The initial sale is where the bulk of the funding for this project occurred. While the resale market still captures a few percent for donations, the purpose was to raise 1,000 ETH on the minting. Not to make buyers rich on the resale market.

Therefore, the Lobby Lobsters have now become a badge of honor. A Public Record of their Donation to the cause, if you will.

Your Public Accountability Record

Today, it may not be relevant. But as more and more NGOs, charities, and other social initiatives begin shifting their fundraising and awareness efforts toward NFTs, it’s going to become a measure of your generosity, your virtue, and your morality.

“Oh, you bought 6 CryptoPunks?! But how many Lobby Lobsters do you have? How many Rewilder NFTs are you holding? What pieces in your collection represent something bigger than you, bigger than your wallet?”

The NFT market is still forming and stabilizing. And this idea of NFTs as a Public Record of Accountability is many steps ahead of where we’re at now.

However, the moment that one of these charitable-giving NFT projects really catches steam and becomes a status symbol akin to a Bored Ape, a MetaHero, or a CryptoPunk, is the moment that charitable status in the real world correlates to the NFTs we want to hold in the digital world.

And that will be a special moment.

PleasrDAO cannot go unmentioned, either. They’ve single-handedly funded years of operating runway for the Tor Foundation, Freedom of the Press, and Stop Asian Hate through the NFTs they’ve purchased from those foundations.

Many “social cause NFTs” will incorporate an element of DAO (decentralized autonomous organization) into them. Your duties only just begin once you’ve bought the NFT. It’s your reservation for a seat at the table, giving you a say in how the funds are used.

Rewilder is preserving wildlife one NFT at a time, showcasing how NFTs can not only be your record of donation, but also a programmable update on how your funds are being used.

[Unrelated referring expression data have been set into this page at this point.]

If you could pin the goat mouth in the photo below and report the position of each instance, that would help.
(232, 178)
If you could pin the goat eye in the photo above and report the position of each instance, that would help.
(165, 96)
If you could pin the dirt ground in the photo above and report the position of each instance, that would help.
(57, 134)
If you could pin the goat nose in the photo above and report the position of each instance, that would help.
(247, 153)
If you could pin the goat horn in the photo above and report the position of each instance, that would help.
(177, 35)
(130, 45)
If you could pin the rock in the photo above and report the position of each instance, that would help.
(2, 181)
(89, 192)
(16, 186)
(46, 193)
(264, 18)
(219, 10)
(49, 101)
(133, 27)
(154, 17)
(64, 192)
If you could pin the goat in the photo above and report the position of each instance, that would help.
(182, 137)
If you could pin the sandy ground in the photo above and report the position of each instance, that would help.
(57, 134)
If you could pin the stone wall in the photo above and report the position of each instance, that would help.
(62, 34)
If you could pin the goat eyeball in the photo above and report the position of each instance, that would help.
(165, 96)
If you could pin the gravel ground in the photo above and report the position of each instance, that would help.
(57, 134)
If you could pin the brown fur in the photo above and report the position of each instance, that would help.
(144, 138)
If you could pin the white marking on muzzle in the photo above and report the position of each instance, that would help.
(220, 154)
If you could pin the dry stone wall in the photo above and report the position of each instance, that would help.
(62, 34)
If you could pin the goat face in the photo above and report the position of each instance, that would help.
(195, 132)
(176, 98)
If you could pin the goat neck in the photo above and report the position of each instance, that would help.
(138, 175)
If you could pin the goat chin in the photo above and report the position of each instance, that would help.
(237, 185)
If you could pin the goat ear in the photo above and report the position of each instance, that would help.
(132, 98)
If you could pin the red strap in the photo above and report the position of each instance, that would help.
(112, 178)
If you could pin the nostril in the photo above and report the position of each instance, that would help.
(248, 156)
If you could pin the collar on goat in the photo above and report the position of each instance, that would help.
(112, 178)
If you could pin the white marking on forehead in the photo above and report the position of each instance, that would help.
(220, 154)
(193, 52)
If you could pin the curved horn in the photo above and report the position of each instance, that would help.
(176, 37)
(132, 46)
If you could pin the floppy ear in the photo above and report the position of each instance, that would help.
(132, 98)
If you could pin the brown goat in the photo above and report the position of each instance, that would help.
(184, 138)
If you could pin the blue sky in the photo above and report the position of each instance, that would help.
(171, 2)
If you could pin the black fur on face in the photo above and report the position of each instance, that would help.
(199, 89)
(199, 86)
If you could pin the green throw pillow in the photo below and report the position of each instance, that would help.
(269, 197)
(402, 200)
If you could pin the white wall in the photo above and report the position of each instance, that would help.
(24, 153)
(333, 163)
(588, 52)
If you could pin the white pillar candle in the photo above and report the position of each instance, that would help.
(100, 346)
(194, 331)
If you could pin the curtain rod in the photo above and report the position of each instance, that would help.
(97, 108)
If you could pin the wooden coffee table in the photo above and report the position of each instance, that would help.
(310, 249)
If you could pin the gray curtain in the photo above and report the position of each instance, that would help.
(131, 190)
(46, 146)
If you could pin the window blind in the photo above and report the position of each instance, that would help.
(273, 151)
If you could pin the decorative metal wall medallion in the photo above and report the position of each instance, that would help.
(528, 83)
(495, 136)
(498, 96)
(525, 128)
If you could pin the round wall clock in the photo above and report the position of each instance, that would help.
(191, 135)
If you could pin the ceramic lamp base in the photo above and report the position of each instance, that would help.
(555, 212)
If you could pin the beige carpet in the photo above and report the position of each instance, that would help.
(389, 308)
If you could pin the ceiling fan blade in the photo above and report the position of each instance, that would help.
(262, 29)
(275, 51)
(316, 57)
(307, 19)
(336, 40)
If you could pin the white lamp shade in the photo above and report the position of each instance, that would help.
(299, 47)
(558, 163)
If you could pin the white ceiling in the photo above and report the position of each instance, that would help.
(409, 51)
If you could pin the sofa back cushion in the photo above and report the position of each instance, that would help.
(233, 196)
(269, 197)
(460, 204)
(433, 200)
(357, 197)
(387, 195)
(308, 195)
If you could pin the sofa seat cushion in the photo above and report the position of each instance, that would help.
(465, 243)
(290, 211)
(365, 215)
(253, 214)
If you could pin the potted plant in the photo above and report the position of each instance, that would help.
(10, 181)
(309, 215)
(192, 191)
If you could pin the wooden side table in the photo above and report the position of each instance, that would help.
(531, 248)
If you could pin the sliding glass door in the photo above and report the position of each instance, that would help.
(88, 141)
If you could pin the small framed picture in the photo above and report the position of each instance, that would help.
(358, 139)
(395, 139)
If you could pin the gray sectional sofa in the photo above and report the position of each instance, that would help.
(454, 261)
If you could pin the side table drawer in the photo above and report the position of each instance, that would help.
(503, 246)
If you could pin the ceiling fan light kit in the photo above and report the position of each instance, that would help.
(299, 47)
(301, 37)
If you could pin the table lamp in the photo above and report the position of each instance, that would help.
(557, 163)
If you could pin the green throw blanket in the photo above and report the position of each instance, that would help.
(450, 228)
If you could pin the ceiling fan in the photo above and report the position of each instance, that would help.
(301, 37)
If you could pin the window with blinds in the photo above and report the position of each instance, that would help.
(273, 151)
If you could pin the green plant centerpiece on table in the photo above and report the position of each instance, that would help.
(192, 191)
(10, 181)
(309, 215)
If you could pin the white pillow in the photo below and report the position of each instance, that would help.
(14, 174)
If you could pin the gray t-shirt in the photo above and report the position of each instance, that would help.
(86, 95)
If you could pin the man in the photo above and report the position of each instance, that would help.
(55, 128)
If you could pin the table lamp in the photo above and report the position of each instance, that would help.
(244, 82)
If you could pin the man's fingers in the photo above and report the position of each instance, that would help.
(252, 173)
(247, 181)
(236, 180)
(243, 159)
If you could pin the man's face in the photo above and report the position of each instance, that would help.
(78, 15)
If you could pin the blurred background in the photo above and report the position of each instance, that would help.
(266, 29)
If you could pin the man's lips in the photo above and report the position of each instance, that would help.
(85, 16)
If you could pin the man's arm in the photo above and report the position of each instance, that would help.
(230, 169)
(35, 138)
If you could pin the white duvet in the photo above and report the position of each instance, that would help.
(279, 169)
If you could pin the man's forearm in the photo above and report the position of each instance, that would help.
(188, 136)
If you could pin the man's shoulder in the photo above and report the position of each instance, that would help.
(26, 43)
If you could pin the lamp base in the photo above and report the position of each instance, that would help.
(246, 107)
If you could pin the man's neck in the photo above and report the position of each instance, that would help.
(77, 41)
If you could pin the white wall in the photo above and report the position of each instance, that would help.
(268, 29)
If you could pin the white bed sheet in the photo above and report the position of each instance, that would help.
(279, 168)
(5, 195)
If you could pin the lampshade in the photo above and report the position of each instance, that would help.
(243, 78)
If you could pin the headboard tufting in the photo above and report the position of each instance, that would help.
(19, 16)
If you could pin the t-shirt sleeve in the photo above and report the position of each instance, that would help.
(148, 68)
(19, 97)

As I scroll through the recent buyers of the Lobby Lobsters, many wallets are anonymous. They know the cause they’re contributing toward, but the don’t necessarily know the recipient.

We could be the beneficiaries of laws enacted in the next year thanks to Lobby Lobsters. The benefactors might be one generation, maybe two generations removed. Regardless, it’s a true case study in large scale, anonymous to anonymous giving on the blockchain.